Microarray data representation • There is a “standard” color scale representation, as follows. • Red means the gene produced more mRNA in the experimental condition; green means the gene produced more mRNA in the control. • Black means equal amounts of mRNA for both experiment and control. • If e.g. there were 5 times as much mRNA for the experimental condition compared to the control, we would say there was a 5-foldinduction; 1/5 as much would be 5-fold repression. • The data is recorded numerically as the log base 2 of the expression ratio.
Microarray data analysis • Since there are typically so many genes, it is useful to cluster the genes based on similar expression patterns. • Different clustering algorithms may be used, e.g. hierarchical with different metrics, or k-means, k-medians. • It may also be useful to cluster the samples (we’ll see this shortly). • Other statistical methods may be useful, e.g. support vector machines (SVM).

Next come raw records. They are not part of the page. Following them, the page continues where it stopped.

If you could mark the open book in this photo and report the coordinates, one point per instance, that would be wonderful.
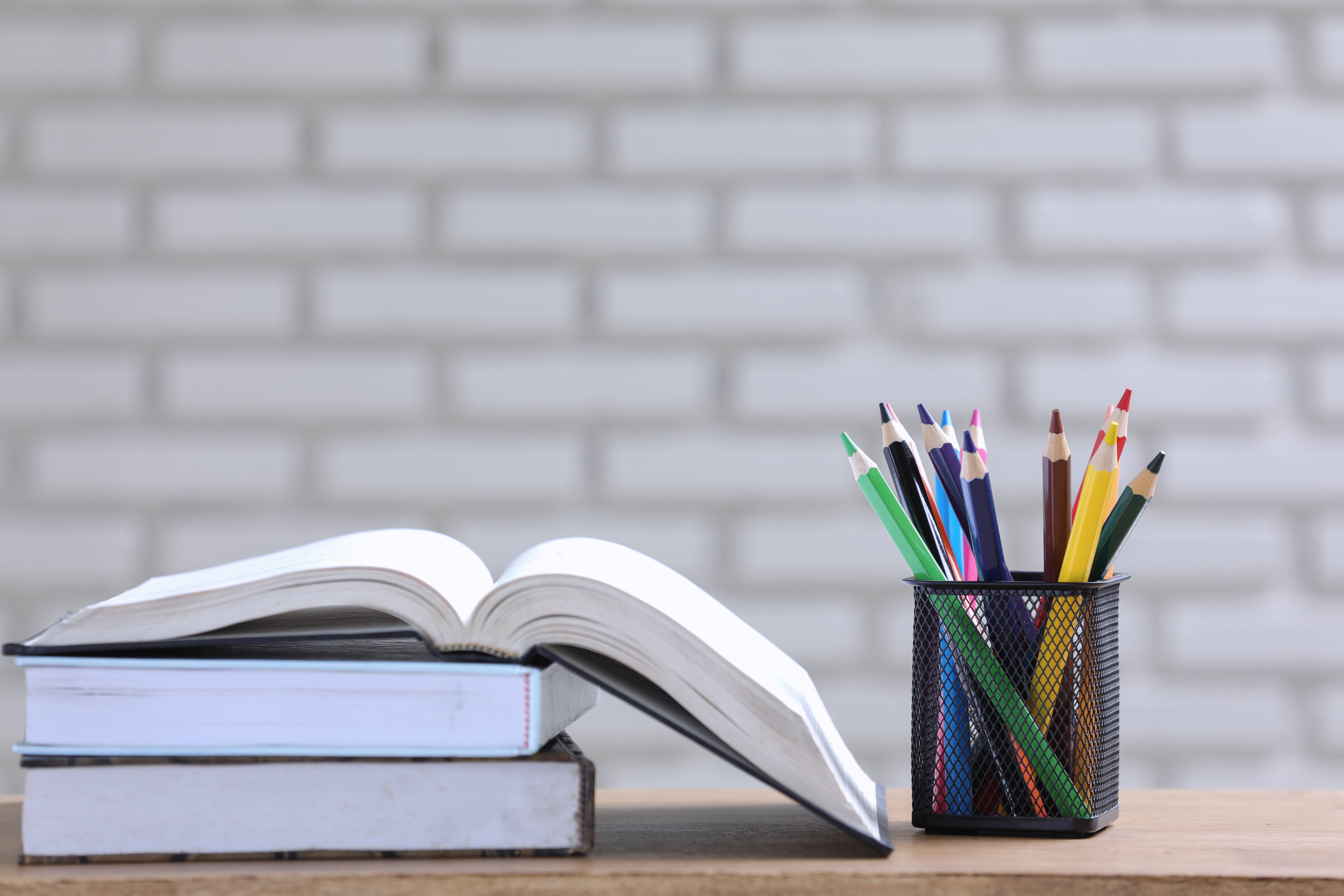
(608, 613)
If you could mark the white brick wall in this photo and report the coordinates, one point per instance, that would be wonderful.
(271, 272)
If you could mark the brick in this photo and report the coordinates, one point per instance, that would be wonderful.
(65, 221)
(296, 385)
(205, 539)
(1178, 385)
(583, 382)
(576, 220)
(995, 139)
(740, 301)
(62, 386)
(448, 139)
(1269, 303)
(819, 631)
(286, 220)
(830, 383)
(1292, 772)
(1167, 715)
(1220, 476)
(1264, 139)
(156, 303)
(1155, 222)
(1328, 547)
(1280, 637)
(1244, 551)
(1160, 54)
(54, 550)
(748, 139)
(311, 56)
(1328, 49)
(861, 220)
(822, 549)
(431, 467)
(686, 542)
(589, 54)
(1327, 221)
(722, 468)
(162, 140)
(861, 54)
(1331, 718)
(1030, 303)
(445, 301)
(6, 306)
(66, 53)
(162, 467)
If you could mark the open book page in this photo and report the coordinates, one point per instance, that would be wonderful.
(617, 602)
(425, 578)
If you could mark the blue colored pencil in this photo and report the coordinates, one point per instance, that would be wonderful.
(947, 464)
(980, 510)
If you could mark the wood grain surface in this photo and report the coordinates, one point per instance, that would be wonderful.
(756, 841)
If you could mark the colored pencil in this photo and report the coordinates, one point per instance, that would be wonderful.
(978, 436)
(970, 570)
(1057, 483)
(897, 522)
(947, 464)
(910, 490)
(966, 637)
(1124, 516)
(979, 496)
(1117, 414)
(1058, 639)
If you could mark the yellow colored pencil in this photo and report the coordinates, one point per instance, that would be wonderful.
(1057, 641)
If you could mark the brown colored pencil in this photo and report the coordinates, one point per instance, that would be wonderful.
(1057, 481)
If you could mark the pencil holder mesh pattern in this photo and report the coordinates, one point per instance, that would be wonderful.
(1017, 706)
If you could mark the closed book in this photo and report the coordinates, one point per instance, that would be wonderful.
(89, 809)
(386, 698)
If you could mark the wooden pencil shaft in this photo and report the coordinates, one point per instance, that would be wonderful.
(1057, 492)
(913, 498)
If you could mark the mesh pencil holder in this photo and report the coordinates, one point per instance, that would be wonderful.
(1017, 706)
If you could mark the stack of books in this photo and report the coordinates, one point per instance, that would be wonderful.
(380, 695)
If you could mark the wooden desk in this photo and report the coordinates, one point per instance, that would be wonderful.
(755, 841)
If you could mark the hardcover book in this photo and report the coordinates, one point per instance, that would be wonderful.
(609, 614)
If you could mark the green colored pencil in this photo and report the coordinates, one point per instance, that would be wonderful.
(972, 647)
(1130, 507)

Acute Lymphoblastic Leukemia (ALL) • Constitutes 75% of annual diagnoses of childhood leukemia. • Long-term outlook has improved dramatically since about 1970. At that time the long term disease free survival rate (LTDFS) was under 10%; at present it is over 80%. • There is still a risk of relapse in 20% of patients.
ALL (cont.) • The LTDFS rate improved because it was recognized that ALL is heterogeneous, and the therapy should be tailored to the subtype so as to improve the odds of a successful treatment (e.g. bone marrow transplant vs. chemotherapy). • Important subtypes include: T-ALL, E2A-PBX1, BCR-ABL, TEL-AML1, MLL rearrangement, and hyperdiploid > 50 chromosomes.